Burnham assumed all responsibility for the practice after Edbrooke was appointed Supervising Architect of the Treasury in 1891. In 1892, the firm designed the Kane County Courthouse in Geneva, Illinois. One of the pair's last major commissions was for the Mecca Flats in Chicago. The apartment building held almost five hundred residents, and was designed in an unusual U-shape that allowed for a central courtyard. This courtyard design became the template for Chicago apartment design over the next few decades.

Burnham contributed the Cold Storage Warehouse for the 1893 World's Columbian Exposition. The partnership officially ended upon the death of Edbrooke in 1896. Burnham returned to California in 1898 to again open an independent practice.
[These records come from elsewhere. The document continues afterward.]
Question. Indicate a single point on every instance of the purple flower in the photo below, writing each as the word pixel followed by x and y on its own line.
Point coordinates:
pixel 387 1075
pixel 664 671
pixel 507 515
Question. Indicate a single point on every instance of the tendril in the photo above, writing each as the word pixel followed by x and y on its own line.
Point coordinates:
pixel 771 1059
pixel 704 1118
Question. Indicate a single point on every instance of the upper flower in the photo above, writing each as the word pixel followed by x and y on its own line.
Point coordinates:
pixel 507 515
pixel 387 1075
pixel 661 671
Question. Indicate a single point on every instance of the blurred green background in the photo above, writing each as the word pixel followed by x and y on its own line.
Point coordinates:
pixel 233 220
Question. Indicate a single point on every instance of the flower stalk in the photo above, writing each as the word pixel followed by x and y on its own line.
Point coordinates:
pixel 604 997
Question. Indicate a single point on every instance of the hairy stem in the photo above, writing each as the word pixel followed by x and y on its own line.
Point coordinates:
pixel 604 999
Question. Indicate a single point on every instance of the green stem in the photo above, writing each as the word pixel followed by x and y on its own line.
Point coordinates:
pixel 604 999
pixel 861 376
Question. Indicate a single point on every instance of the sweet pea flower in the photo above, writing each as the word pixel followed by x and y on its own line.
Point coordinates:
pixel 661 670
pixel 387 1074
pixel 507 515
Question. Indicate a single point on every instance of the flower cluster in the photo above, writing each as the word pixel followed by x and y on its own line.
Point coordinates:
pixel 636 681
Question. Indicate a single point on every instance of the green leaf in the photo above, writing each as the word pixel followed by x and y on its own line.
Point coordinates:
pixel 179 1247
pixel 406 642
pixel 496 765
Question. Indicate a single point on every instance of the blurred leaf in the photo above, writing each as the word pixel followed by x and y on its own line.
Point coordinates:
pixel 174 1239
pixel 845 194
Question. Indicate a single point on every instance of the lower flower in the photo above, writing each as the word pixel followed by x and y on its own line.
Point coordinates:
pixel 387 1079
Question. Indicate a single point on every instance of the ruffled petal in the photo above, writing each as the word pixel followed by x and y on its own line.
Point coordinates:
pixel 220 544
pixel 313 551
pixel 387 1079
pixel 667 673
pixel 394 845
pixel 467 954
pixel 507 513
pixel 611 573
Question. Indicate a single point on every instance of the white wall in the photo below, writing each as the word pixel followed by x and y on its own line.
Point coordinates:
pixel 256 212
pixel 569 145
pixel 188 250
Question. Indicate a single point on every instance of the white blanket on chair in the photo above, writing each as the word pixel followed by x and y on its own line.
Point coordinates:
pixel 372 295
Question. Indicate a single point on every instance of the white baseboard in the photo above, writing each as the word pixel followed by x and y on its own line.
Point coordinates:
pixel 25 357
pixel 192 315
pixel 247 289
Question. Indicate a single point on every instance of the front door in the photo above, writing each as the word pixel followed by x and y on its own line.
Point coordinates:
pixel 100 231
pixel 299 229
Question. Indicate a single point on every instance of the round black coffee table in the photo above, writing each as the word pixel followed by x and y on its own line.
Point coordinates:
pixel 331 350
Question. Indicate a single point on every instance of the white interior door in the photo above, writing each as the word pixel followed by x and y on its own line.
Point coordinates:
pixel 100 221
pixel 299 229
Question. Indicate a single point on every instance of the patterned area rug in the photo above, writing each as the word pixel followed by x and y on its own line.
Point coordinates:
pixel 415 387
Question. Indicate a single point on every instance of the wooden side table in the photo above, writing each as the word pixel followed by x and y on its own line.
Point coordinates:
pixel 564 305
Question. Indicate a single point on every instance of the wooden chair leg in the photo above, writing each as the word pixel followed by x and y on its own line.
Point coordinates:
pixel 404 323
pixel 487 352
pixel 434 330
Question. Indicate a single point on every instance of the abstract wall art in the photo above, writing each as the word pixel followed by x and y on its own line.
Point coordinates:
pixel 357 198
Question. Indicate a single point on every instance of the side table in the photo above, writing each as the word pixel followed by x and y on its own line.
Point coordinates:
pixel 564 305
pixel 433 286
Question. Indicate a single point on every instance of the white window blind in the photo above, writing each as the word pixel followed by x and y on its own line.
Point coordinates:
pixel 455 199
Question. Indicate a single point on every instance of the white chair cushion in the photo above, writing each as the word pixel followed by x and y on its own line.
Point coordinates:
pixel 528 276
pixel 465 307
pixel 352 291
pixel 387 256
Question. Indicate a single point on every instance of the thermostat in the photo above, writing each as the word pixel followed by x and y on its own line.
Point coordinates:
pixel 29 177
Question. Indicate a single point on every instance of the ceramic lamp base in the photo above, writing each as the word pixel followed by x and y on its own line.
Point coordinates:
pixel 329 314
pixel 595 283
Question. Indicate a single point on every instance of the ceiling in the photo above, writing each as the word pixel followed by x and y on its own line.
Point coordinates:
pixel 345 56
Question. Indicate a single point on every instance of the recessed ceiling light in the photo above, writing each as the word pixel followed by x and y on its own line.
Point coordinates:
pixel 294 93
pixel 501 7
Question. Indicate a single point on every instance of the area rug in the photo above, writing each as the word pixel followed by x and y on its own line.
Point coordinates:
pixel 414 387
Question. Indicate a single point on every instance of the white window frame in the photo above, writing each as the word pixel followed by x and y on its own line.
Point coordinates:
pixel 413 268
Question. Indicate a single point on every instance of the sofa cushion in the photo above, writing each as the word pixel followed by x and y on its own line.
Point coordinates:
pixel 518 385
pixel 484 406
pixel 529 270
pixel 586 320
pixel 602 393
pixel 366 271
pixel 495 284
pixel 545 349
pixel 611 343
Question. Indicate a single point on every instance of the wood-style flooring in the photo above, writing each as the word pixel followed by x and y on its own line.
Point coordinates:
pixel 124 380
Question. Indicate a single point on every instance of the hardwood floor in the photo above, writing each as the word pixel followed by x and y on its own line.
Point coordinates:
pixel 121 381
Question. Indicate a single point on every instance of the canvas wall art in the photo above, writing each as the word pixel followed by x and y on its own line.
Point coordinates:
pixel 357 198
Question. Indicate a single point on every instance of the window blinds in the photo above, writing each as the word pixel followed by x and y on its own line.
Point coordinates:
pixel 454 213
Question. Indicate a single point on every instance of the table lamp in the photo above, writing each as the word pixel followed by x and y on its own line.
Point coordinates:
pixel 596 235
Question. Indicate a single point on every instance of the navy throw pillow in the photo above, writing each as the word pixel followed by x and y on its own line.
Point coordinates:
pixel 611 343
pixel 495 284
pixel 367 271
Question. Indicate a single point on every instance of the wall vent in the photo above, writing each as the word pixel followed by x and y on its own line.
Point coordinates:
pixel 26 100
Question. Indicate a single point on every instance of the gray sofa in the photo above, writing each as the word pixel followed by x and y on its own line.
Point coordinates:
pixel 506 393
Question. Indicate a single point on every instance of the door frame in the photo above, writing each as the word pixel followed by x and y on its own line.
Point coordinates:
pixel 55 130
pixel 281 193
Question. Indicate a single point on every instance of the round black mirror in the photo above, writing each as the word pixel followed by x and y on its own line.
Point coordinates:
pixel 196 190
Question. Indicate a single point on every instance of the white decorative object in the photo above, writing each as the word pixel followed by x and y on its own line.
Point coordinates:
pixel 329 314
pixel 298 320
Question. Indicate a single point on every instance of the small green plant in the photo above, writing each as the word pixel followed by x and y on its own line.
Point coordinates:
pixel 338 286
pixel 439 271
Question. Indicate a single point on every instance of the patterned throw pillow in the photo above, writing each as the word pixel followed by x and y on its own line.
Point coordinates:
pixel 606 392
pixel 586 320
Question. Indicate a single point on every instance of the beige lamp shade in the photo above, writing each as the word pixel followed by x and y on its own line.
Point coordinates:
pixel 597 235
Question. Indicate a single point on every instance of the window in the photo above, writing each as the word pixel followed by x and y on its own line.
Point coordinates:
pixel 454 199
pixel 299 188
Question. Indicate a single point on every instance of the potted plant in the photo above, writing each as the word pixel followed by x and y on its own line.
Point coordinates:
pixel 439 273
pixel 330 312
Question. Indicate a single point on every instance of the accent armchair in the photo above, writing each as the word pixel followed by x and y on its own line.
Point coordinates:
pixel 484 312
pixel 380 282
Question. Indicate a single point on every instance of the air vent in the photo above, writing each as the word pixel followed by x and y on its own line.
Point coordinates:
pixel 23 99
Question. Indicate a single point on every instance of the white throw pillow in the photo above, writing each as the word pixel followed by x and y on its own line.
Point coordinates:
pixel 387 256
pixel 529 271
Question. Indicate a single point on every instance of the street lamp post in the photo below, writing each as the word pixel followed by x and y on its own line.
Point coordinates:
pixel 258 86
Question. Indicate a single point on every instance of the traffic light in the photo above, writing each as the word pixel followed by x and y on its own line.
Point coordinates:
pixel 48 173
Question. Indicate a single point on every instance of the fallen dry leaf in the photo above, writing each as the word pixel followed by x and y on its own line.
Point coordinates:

Back in California, Burnham focused his practice on designing Carnegie libraries. He designed twelve libraries: nine on his own, and three as part of the firm of Burnham & Bliesner. Only three are still standing, two of which are recognized by the NRHP. The library in Oxnard, now the Carnegie Art Museum, was listed in 1971. The Carnegie Public Library Building in Colton was listed in 1988.

In 1903, Burnham was commissioned to design the Riverside County Courthouse in Riverside. He designed San Diego's first skyscraper, the twelve-story First National Bank of San Diego, in 1909. One of his last commissions was the First Church of Christ, Scientist in Pasadena.

Franklin Pierce Burnham died suddenly in California on December 16, 1909, while visiting a bank. At the time, he resided at 1945 La France Street in South Pasadena.